As for the "eight pages of startling photos" splashed across the back covers, the photo leaflet inside the book is certainly startling in the sense that it devotes a great deal of time to lone survivor William Petit, including him attending numerous memorial services, in a fashion that the text of the book lacks almost entirely. Also, there are no pictures of the deceased victims, save for one where Petit faces a portrait of his slain older daughter at a memorial service.

With so many aspects to this case and so many ways to approach it, this is not and should not be in any capacity the "definitive" book on this case. Hopefully with time, a far more competent author will step up to the challenge.

Notable: In the epilogue, a memorably pathetic opening reads as follows:

“On any summer day, far above Route 84, which climbs through south-central Connecticut, hawks wheel in the white sky. Perhaps now, only after the murders of that July morning in this bedroom community of Cheshire, Connecticut, does the appearance of the majestic birds seem ominous. The flight of the hawks is a reference, of course, to the most famous true crime story, that of a half century and more ago in Holcomb, Kansas.

I don't dare pretend that the previous pages approach the literary perch of Truman Capote's classic. Not by a long shot. But there are undeniable parallels in the two stories: a home invasion, members of a family terrorized and two mismatched ex-cons accused of the murders. They are similar also in the scar these two horrible events left on their communities. In the weeks and months, indeed, years, after that rainy morning of July 23, 2007, Cheshire remained a wounded town.” (pg 231)
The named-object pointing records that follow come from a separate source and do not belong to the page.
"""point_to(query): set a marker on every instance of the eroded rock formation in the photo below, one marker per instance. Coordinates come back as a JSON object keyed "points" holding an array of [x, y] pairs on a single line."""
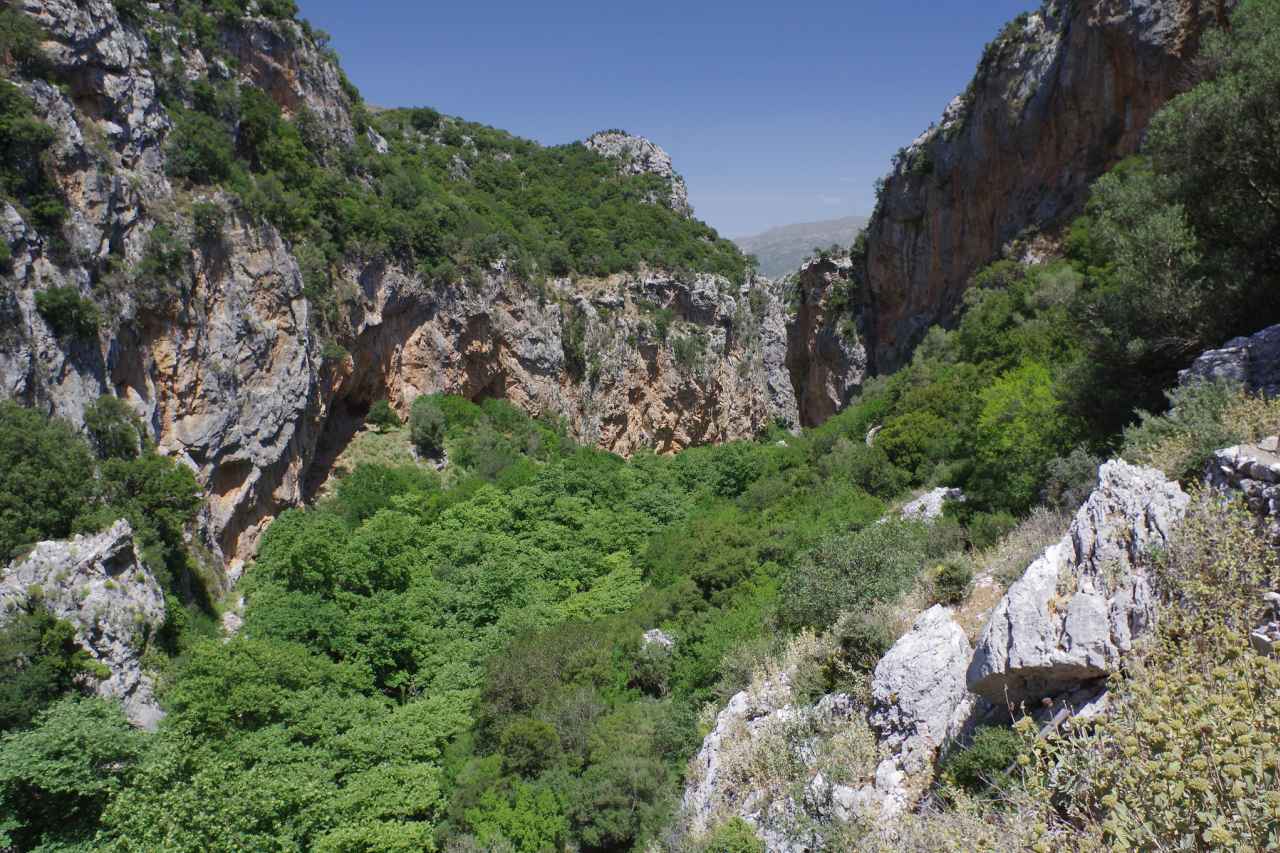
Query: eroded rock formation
{"points": [[99, 585], [1080, 606], [1251, 361], [234, 373], [638, 155], [824, 352], [1060, 96]]}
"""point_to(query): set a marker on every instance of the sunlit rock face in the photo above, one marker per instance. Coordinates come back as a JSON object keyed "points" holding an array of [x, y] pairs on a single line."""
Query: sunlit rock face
{"points": [[1059, 97]]}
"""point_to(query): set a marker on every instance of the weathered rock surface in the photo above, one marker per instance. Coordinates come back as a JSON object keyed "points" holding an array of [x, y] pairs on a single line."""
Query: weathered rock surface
{"points": [[1059, 97], [824, 354], [233, 372], [716, 789], [1253, 471], [97, 584], [638, 155], [919, 703], [931, 505], [1086, 600], [1251, 361]]}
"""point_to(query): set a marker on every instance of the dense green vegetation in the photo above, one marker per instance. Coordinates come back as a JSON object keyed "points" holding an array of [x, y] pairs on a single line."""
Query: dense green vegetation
{"points": [[458, 660], [449, 197]]}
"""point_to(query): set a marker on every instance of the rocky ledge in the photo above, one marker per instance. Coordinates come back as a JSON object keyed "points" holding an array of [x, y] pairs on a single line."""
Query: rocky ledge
{"points": [[99, 585]]}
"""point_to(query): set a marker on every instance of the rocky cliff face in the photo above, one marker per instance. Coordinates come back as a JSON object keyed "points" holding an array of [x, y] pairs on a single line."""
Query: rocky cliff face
{"points": [[229, 368], [1048, 646], [112, 600], [638, 155], [826, 357], [1060, 96]]}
I've yet to read In Cold Blood. But I can say this with assurance: it is far, far, far better than this bit of tripe. And simply because two cases share similarities does not suggest that the authors of the most famous books about the cases in any way share literary similarities, despite the false modesty of the author.

Hopefully a Truman Capote (or an Ann Rule) will take to this case and do it justice.